Frank Darabont and Guillermo del Toro have a lot to say about their love for Mr. Struzan’s work, and, as big fans of Mr. Struzan’s, they talk about how important it was to get Mr. Struzan to illustrate the posters for their films (though sadly those posters were not used — more on that in a minute).  Steve Guttenberg pops up to talk passionately and energetically about Mr. Struzan’s wonderful work on the posters for the first four Police Academy films.  So too does Thomas Jane, who played a Struzan-like character in Frank Darabont’s The Mist.  (In an early scene in the film, we see Mr. Jane’s character in his studio, surrounded by Drew Struzan paintings, and working on a painting that Mr. Struzan created for the film: an image of Roland Deschain from Stephen King’s Dark Tower books that blew the minds of fans everywhere.)  I am not sure how Sam Witwer wound up in this movie (he’s a fine actor but certainly on a lower-level of stardom than most of the other participants), but he has some very insightful comments to make, and he’s also very funny when talking about how often Mr. Struzan’s posters were better than the films themselves.  Mr. Witwer declines to name any specific films, though Thomas Jane gleefully doesn’t.  Masters of the Universe, anyone?

Sadly, these days, a painted movie poster is an extremely rare thing indeed — almost all we see are photoshop montages.  Two big heads and a title.  This has resulted in Mr. Struzan’s having found it more and more difficult to get work over the last decade.  It’s sad to hear Frank Darabont and Guillermo del Toro describe how hard they had to fight to get Drew to illustrate the posters for their recent films, in the face of mounting studio resistance.  And ultimately, though Mr. Struzan did the work, the studios refused to use his art to market Hellboy 2: The Golden Army (how could they not use this artwork?), or Pan’s Labyrinth (how could they not use this artwork?), or The Mist (how could they not use this artwork?).  It’s a shame.  The many interview subjects in this film argue passionately for the magic that an artist’s touch can add to a movie through their work (Harrison Ford rightly describes Mr.
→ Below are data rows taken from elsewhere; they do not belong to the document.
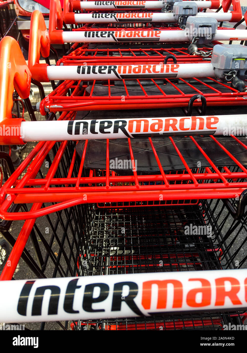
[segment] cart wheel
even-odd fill
[[[4,239],[0,240],[0,265],[2,265],[7,259],[9,249],[6,240]]]

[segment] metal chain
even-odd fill
[[[204,58],[207,58],[211,55],[212,51],[212,50],[210,50],[209,52],[204,52],[203,50],[200,50],[199,52],[195,52],[194,53],[192,53],[191,55],[199,55]]]
[[[196,44],[198,39],[199,39],[199,37],[194,37],[191,42],[191,44]],[[199,52],[194,52],[192,53],[192,55],[199,55],[204,58],[207,58],[210,56],[212,54],[212,50],[209,50],[208,52],[205,52],[203,50],[199,50]]]

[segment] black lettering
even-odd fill
[[[87,74],[90,73],[91,66],[88,66],[86,65],[83,66],[78,66],[76,71],[79,75],[85,74],[86,73],[86,69],[87,69]],[[89,72],[88,72],[89,71]]]
[[[123,296],[123,287],[124,286],[128,286],[129,288],[129,293],[126,297]],[[138,293],[138,286],[135,282],[119,282],[115,283],[112,297],[112,311],[120,311],[122,302],[124,301],[137,315],[143,315],[134,301],[134,298],[136,297]]]
[[[99,73],[106,73],[104,71],[107,68],[106,65],[99,65],[98,66],[98,71]]]
[[[80,130],[81,130],[81,124],[82,124],[82,134],[84,135],[87,134],[87,131],[88,128],[88,123],[87,121],[76,121],[75,125],[75,135],[80,135]],[[84,133],[84,130],[86,129],[86,134]]]
[[[93,290],[95,287],[99,287],[100,291],[97,298],[93,298]],[[83,310],[88,312],[105,311],[104,309],[93,309],[92,306],[94,303],[100,303],[105,300],[108,296],[109,289],[109,286],[105,283],[94,283],[85,286],[82,301]]]
[[[51,291],[48,315],[56,315],[57,313],[60,288],[57,286],[44,286],[39,287],[36,290],[32,308],[32,315],[33,316],[41,315],[44,294],[47,289]]]
[[[73,134],[73,124],[74,121],[73,120],[70,120],[68,122],[68,127],[67,128],[67,132],[70,135]]]
[[[27,281],[21,289],[17,304],[17,312],[20,315],[25,316],[29,295],[35,281]]]
[[[106,125],[105,123],[106,123]],[[110,131],[105,131],[106,129],[109,129],[112,126],[112,122],[110,120],[101,120],[99,123],[99,132],[101,133],[110,133]]]
[[[90,131],[91,133],[97,134],[98,132],[95,131],[95,127],[96,123],[98,122],[97,120],[91,120],[90,123]]]
[[[121,125],[120,125],[120,123]],[[120,129],[123,132],[125,136],[129,137],[130,136],[125,127],[127,125],[127,121],[125,120],[115,120],[114,121],[114,126],[113,128],[113,133],[118,133],[118,130]]]
[[[79,278],[76,278],[75,280],[72,280],[68,283],[63,303],[63,309],[64,311],[66,311],[66,312],[69,312],[70,313],[76,313],[79,312],[79,310],[74,310],[73,309],[75,292],[76,289],[80,288],[81,287],[81,286],[77,285],[79,279]]]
Struzan as just as critical a collaborator on the Indiana Jones films as John Williams) and I think one look at any of Mr. Struzan’s extraordinary posters makes that case more eloquently than any words.

This is a fun documentary shedding some much-deserved light on one of the great under-appreciated talents of the movies.  I had a great time watching it, even though I also found it to be a little depressing in the end — not only because it’s a crazy world in which the great Drew Struzan isn’t regularly employed by movie studios, but also because as an artist I can only wistfully dream that I could paint one one-hundredth as well as Drew Struzan!!  A big congratulations to Erik Sharkey and his team for putting together such a lovely documentary on such a well-deserving subject.